The sorrows of Gaza


The Gaza strip. It’s been in the news.

I’ve been there.

It was late March in 1982. I had joined a group of other journalists for a tour of Israel, southern Lebanon and desert territory south of Israel proper. That included Gaza, a tiny strip of land bordering the Mediterranean.

I should state here that with about 2 million people crowded on arid land 25 miles long and up to seven miles wide, Gaza is one of the most densely populated places in the world.
It is also one of the poorest places on earth, with one of the lowest average income rates and highest unemployment.

From the tour bus, I mainly saw idle men and children sitting next to tiny, cinder block buildings. I also caught a glimpse of a few women hanging out wash. And lots of teenage boys.
And you wonder why such a desolate place spawns terrorists.

Here I am, many years later, after Israel had withdrawn, after a peace treaty with Egypt, after so many flare-ups between the Israelis and Palestinians in Gaza and the West Bank.

There is no peace.

As I write, Hamas, which tentatively rules Gaza, has rejected a cease-fire that Egypt has tried to broker. Hamas rockets now reach deep into Israel, mostly to be knocked down by Israeli missiles. Of course, the Israeli bombs and rockets have not only reached their targets in Gaza. They have killed more than 200 people. That includes dozens of children. Now Israeli troops have moved into Gaza.

For years, I wrote editorials for the Fort Wayne Journal Gazette and often proposed peace plans for Israel and the Palestinians. But now, long after my retirement, I follow the current news not with hope but with a sense of despair.

Here’s a part of the world that has so much rich, even inspiring history, especially for three major religions. Yet nobody seems to forget the bad stuff.

My group of journalists stayed at the King Solomon hotel in Jerusalem most days. It was a short walk to the Old City with its endless storefronts where Palestinian merchants would haggle with you over jewelry or beautifully embroidered women’s gowns. One merchant wanted to be sure I knew about the Israeli Irgun gang, led by Menachem Begin, that killed so many innocent Arabs. I only knew Begin as an Israeli prime minister.

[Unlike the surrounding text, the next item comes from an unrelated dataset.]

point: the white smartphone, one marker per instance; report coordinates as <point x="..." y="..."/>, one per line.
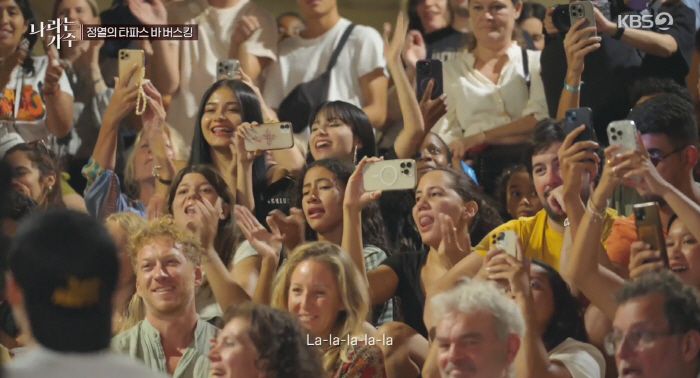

Indeed on such a visit, you were constantly reminded of the edgy peace. On the rooftops in the Old City armed Israeli troops stationed themselves overseeing the parade of tourists ambling down the narrow streets. The region’s history bulges with memories of violence.

Palestinian merchants in the Old City wanted to tell me about how the Israeli troops drove out long-time Arab inhabitants of homes and lands Israelis claimed had been appropriated years before during earlier wars. I’m sure the merchants are still telling the same stories.

WesternWallHDRA visit to the surviving wall of Herod’s temple in Old Jerusalem darkened my mood. It’s not called the wailing wall for nothing. There, you’ll see religious Jews reciting prayers. And others insert messages between the cracks. If a tourist attempts to photograph the men, they quickly scatter, not wanting their image captured.

On the Temple Mount, two mosques invite an endless parade of visitors. At the one, you can see the mark left on the rock that tradition says is the footprint Mohammad left as he ascended to heaven.

Whether I was visiting with Israelis or Palestinians, they were determined to share their version of the history. For two hours at the Knesset, I listened to the legendary Israeli leader Yitzhak Rabin take these American journalists on a tour of 20th Century Mideast. Of course, the wars were main features.

On the tour bus in Gaza, Palestinian youths gave us their version of the history. They threw rocks at our bus. No one was hurt. But we got the message: an angry people.

We visited museums, one of the Jewish diaspora. one of the Holocaust. After each visit, I felt overwhelmed by the endless recounting of sorrows. I didn’t have to guess about the rationale for the armed guards at various checkpoints throughout the country.

At the kibbutz we toured, more history. And an armed guard. At a sidewalk cafe in Tel Aviv,
more armed Israeli soldiers. At the Old Goliath bar, where I sang a few old standards, my last night in Israel, more soldiers on leave from duty at the Golan Heights.

It’s been quite a while since I’ve read about the Peace Now movement among Israelis. I hope the group didn’t give up. To my knowledge, the Palestinians never had a major peace activist group. They had Arafat and the PLO.

No doubt, this current round of fighting between the Israelis and the Hamas Palestinians in Gaza will end in a cease-fire. I hope soon. But I can’t imagine a permanent peace between these two peoples. They’ve got too much hurt. Too many guns. Too many rockets. Too much history.